The Pew Research Center’s description of the results from their Race in America 2019 Poll serves as another example for why the term race relations serves all Americans poorly as a measure of the state of racism in the US. “About six in ten Americans (58 percent) say race relations in the US are generally bad … Still, Blacks (71 percent) are considerably more likely than whites (56 percent) and Hispanics (60 percent) to express negative views about the state of race relations,” the pollsters wrote.

The Pew researchers who conducted this particular poll framed their findings by saying “since Trump was elected,” it has become “more common” for “people to express racist or racially insensitive views”. But this weak and passive language couching racism as the expression of “racially insensitive views” obfuscates the systemic and violent nature of racism in American culture. Not only in terms of American racism’s physical and material violence, but also the emotional and psychological toll it takes on Americans of colour, and the psychological and material advantages it affords whites.

American racism is primarily about maintaining inequality, of one privileged group’s grip on political, economic, social, and cultural power. American racism is hardly about maintaining an amicable relationship between whites and Americans of colour. The idea of race being about relations is a wishful delusion because it suggests that Blacks and whites in particular are on a level playing field. For so many whites, Black reactions to racist incidents are overreactions, an uncomfortable challenge to their worldview of America as a land of freedom and equality.

A better comparison between the delusion of equality through improvements in race relations and the hard reality of American racism as structurally intractable can be found in my own memories witnessing and experiencing abuse growing up.

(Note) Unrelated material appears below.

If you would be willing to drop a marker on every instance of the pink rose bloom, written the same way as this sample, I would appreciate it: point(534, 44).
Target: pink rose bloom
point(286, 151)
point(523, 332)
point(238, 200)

For my one-time stepfather, it was not just about whipping me with a belt so that it would leave welts. Nor was it merely about the kicks, the punches or the constant threats to take me “out of this world”. No, my former stepfather wanted something more, even more than me calling him “Dad” with a sincere smile on my face. It was about shutting me up, about keeping me from ever speaking the truth of his abuse and monstrosity. It was all about making sure I never resisted, protested, questioned or stood up to him. Fortunately for me, I did. I have the scars and chipped teeth to prove it, too.

That he also taught me how to tie my shoes when I was seven or begrudgingly covered the cost of a bag of Great Northern beans, a box of rice, and a pound of beef neck bones a time or two – utterly irrelevant. I was still a victim, a captive of a man narcissistically hell-bent on controlling me.

So too has it always been with American race relations, only worse. A dozen or so years of reconstruction did not wash away slavery’s 246-year history of kidnapping, rape, torture, beatings, murders, economic exploitation, betrayal and psychic trauma, or being worked to death. The Civil Rights Act of 1964 in no way disinfected the physical and economic violence of Jim Crow, of white mobs lynching Black men and women, of the denial of voting rights and constant wage theft. President Obama’s two terms in office did not change America’s systemic racism problem one iota. And President Trump’s four years of passively supporting white supremacists as “good people” have been a more virulent replay of the American racism that has always been. This is not so much race relations as it is a 400-year cycle of racist abuse.

The views expressed in this article are the author’s own and do not necessarily reflect Al Jazeera’s editorial stance.